With the RCAR model, we get the benefit of age-standardizing our spatially smoothed estimates without the compounded oversmoothing from unrestricted models.

Choosing between restricted vs unrestricted models

Now that we’ve elucidated the benefits of using restricted models, we can work through the most appropriate use case for each model:

The RCAR model is virtually always preferred to the unrestricted CAR model.
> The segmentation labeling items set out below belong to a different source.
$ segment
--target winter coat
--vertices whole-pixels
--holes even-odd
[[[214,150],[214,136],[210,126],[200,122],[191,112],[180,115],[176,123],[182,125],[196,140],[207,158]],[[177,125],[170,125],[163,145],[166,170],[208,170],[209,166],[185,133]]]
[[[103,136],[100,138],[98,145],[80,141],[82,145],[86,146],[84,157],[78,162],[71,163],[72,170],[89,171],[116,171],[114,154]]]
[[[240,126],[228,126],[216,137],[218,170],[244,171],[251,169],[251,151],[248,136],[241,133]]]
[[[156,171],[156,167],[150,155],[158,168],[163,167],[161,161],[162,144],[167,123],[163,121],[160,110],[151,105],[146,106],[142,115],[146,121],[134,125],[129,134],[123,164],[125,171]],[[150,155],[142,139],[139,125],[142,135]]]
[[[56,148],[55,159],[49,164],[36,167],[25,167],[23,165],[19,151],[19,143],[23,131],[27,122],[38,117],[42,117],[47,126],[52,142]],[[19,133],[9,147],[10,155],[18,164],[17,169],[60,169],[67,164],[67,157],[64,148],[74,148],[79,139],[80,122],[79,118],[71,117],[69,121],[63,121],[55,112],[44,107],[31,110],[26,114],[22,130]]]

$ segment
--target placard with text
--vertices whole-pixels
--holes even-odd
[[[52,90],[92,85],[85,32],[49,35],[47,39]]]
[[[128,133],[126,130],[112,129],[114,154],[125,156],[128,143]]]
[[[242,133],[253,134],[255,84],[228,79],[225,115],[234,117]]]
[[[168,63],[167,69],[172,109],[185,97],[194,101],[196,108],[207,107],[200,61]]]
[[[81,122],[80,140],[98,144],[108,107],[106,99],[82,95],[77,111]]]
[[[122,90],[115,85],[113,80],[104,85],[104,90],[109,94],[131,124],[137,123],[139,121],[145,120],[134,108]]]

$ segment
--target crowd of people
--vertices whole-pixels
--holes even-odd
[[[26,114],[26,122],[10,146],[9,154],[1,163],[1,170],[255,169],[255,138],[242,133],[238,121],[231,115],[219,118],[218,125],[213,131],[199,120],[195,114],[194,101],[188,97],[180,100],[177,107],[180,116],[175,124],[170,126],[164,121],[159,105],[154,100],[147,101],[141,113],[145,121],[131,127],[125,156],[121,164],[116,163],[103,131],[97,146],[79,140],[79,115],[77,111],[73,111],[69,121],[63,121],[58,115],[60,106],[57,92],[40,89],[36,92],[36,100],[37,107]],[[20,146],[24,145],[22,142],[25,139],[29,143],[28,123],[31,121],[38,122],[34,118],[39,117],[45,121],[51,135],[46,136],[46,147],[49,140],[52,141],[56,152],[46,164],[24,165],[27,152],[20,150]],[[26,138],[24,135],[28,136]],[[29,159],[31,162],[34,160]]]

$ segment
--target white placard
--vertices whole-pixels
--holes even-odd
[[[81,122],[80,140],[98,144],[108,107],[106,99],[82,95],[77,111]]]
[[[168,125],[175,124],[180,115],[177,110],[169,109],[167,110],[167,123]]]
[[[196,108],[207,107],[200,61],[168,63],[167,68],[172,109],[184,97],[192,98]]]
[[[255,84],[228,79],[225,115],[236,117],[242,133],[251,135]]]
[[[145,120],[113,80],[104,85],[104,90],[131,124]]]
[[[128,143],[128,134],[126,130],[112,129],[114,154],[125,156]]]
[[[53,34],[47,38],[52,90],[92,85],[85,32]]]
If you are not interested in temporal trends or group/time interactions, the RCAR will likely be your best option, particularly if you are age-standardizing.
The MCAR model is useful if you are specifically interested in interactions between sociodemographic groups and don’t have temporal data.
The MSTCAR model is the best option when investigating linear trends in temporal data or if you are specifically interested in interactions between sociodemographic groups across time. If your trends depict multiple behaviors, it is recommended to either run two MSTCAR models with separate time periods for each trend or to run concurrent RCAR models. Note that all *car() functions accept up to three-dimensional arrays and will concurrently run models for different groups/time periods if necessary.

Future developments

Restricted models for MCAR and MSTCAR continue to be under development. Development for a restricted Univariate Spatiotemporal CAR (STCAR) model is also underway. RSTr will incorporate these restricted models as they become available.

Final thoughts

In this vignette, we investigated model informativeness and the tendency of unrestricted BYM models to oversmooth estimates, along with some benefits of restricted CAR models. This vignette concludes the main sections on using the functions in the RSTr package. After reading these, you should be able to prepare your event and adjacency data, choose and configure your model as necessary, age-standardize estimates, and determine which estimates are reliable. If you are interested in the more advanced features of the RSTr involving sample processing, read vignette("RSTr-samples"); if you’d like more information on defining custom inits and priors, check vignette("RSTr-initialvalues") and vignette("RSTr-priors"), respectively; if you are interested in learning more about how RSTr’s models work, read vignette("RSTr-models").